I have a panel data set that has a column with date entries, though they are in class "character", with some as mm/dd/yyyy, and others with dd-mm-yyy. I want to format these into a Date vector, so that I can subset the data according to a cutoff date. However, as.date does not work, since the formatting of the entries varies.
df$OPdate <- as.Date(OPdate, format = "%Y-%M-%D")
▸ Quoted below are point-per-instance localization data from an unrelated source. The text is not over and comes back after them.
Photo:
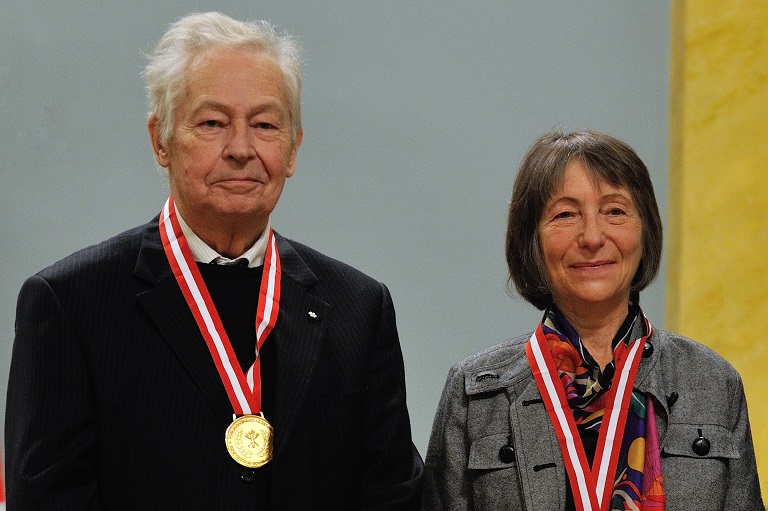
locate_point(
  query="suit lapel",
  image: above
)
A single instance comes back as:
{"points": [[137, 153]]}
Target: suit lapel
{"points": [[300, 331], [169, 312]]}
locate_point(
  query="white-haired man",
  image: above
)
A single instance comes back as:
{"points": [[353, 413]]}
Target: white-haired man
{"points": [[202, 361]]}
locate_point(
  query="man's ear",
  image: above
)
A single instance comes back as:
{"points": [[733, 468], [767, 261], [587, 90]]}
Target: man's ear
{"points": [[158, 147], [294, 152]]}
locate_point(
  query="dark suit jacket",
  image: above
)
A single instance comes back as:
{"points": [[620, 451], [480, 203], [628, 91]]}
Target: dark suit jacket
{"points": [[114, 401]]}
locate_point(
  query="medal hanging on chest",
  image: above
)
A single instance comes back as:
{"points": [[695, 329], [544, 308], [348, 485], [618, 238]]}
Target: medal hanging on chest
{"points": [[592, 488], [249, 438]]}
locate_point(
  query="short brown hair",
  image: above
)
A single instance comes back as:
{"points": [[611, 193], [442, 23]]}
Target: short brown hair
{"points": [[541, 175]]}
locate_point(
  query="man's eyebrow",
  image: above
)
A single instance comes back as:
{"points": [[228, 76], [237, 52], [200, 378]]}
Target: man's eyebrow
{"points": [[263, 106]]}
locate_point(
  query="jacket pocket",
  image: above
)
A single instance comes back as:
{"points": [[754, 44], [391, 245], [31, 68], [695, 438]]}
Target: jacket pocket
{"points": [[495, 483], [694, 464], [342, 406]]}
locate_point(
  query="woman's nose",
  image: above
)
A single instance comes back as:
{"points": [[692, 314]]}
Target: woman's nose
{"points": [[592, 235]]}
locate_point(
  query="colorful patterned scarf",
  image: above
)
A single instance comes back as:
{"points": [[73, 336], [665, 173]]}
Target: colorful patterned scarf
{"points": [[639, 484]]}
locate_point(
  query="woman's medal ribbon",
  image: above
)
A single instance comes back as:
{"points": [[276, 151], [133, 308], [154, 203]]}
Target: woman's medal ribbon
{"points": [[592, 488]]}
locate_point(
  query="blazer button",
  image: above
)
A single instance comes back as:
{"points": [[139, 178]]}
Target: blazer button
{"points": [[647, 350], [507, 452], [248, 476], [701, 445]]}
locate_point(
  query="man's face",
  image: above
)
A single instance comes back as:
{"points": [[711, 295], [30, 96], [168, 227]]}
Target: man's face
{"points": [[230, 149]]}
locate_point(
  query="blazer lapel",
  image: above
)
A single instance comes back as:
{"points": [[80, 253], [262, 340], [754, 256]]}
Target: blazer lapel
{"points": [[167, 309], [300, 330]]}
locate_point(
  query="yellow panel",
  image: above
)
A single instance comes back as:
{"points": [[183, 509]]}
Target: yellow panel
{"points": [[717, 289]]}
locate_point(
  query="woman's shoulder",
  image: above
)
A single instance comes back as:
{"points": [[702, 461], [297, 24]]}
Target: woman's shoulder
{"points": [[498, 365], [682, 351]]}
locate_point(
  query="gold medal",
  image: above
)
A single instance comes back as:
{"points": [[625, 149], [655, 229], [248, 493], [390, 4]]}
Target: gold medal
{"points": [[249, 440]]}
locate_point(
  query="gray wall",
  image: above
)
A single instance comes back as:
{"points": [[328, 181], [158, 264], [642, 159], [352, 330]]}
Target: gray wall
{"points": [[416, 117]]}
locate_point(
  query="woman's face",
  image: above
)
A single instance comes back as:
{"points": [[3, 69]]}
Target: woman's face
{"points": [[591, 240]]}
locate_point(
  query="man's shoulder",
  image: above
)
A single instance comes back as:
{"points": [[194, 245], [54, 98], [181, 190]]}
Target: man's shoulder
{"points": [[327, 268], [122, 248]]}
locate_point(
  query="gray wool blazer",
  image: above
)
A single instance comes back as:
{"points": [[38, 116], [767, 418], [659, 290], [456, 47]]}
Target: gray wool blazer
{"points": [[491, 399]]}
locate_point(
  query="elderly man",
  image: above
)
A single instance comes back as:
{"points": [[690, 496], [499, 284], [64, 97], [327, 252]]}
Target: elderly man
{"points": [[203, 361]]}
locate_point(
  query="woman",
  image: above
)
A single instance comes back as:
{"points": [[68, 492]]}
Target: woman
{"points": [[596, 409]]}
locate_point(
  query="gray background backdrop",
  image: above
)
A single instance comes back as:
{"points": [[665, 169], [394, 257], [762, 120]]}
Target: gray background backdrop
{"points": [[416, 116]]}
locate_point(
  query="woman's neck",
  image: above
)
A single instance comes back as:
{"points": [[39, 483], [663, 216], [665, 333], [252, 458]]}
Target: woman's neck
{"points": [[597, 331]]}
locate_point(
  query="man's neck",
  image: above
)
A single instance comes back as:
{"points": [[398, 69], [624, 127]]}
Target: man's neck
{"points": [[230, 240]]}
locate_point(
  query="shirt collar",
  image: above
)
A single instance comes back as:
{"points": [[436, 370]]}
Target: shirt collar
{"points": [[205, 254]]}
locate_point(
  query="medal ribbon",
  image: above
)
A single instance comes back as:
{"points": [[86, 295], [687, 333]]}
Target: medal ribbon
{"points": [[591, 491], [244, 391]]}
dfnew = subset(df,OPdate < "2021/3/29")
df_age14 = subset(dfnew, age > 13)
list14 = unique(df_age14$postID)
finaldf = subset(df, postID %in% list14)
This is the code I am trying to run once the dates are formatted correctly. Any suggestions? Thanks in advance
CodePudding user response:
If you're sure you only have the two formats you can try as.Date with tryFormats in sapply because tryFormats is not vectorized. strftime returns the desired character string.
Using toy data.
dates
[1] "02/23/2021" "11/03/2021" "22-03-2021" "23-04-2020" "29-06-2021"
sapply(dates, function(x)
strftime(as.Date(x, tryFormats=c("%d-%m-%Y","%m/%d/%Y"))))
02/23/2021 11/03/2021 22-03-2021 23-04-2020 29-06-2021
"2021-02-23" "2021-11-03" "2021-03-22" "2020-04-23" "2021-06-29"
Working with the data
dates_new <- sapply(dates, function(x)
strftime(as.Date(x, tryFormats=c("%d-%m-%Y","%m/%d/%Y"))))
dates_new > "2021-04-14"
02/23/2021 11/03/2021 22-03-2021 23-04-2020 29-06-2021
FALSE TRUE FALSE FALSE TRUE
# or
as.Date(dates_new) - 23
[1] "2021-01-31" "2021-10-11" "2021-02-27" "2020-03-31" "2021-06-06"
CodePudding user response:
you can use the package "lubridate" from tidyverse to change the format of date in a specific one: i.e. mdy("4/1/17") will output "2017-04-01", dmy("14/10/2021") will output "2021-10-14".